I have configured a workaround: a cron job from the UI: every 12 hours "Periodic interface reset" with parameter "wan".
This seems to prevent the issue from occuring.

Also, I do have another issue that was already occuring before upgrading to v23.1: radvd stops sending router advertisements after some time. Restarting the radvd daemon fixes the issue. Same workaround: cron job every 12 hours with a custom command "pluginctl -s radvd restart". I mention this as it could be related.

Also, I did some measurement of when the issue occurs: from 22 to 26 hours after reloading WAN or rebooting, which is why I configured the cron job every 12 hours.

I'm getting the same issue now. How are you doing the cron job? Is that defined in the WebUI or through cli?

Quote from: BurningSky on April 11, 2023, 12:13:54 PM
I'm getting the same issue now. How are you doing the cron job? Is that defined in the WebUI or through cli?

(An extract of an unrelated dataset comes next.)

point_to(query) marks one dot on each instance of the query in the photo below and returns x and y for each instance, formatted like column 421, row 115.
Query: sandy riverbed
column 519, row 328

I have the following crontab in /usr/local/etc/cron.d/custom.cron:

# Reload WAN interface
30      */12    *       *       *       root    sleep 10; /usr/local/etc/rc.configure_interface wan


The sleep is to prevent interfering with Monit ping monitoring.

If you don't need the sleep, you should be able to achieve the same with a cronjob in the web UI by selecting "Periodic interface reset".

I have a similar issue, but I tried finding the way OP described to reload WAN, but no luck.

I am also trying to downgrade/revert my version, as this happened when I updated from 23.1.3_4 to 23.1.10_1, but can't figure out how to. Can someone share how they downgraded their OPNsense?

An alternative way of "restarting" I found is to re-assign the interfaces and change the Static WAN to a DHCP WAN.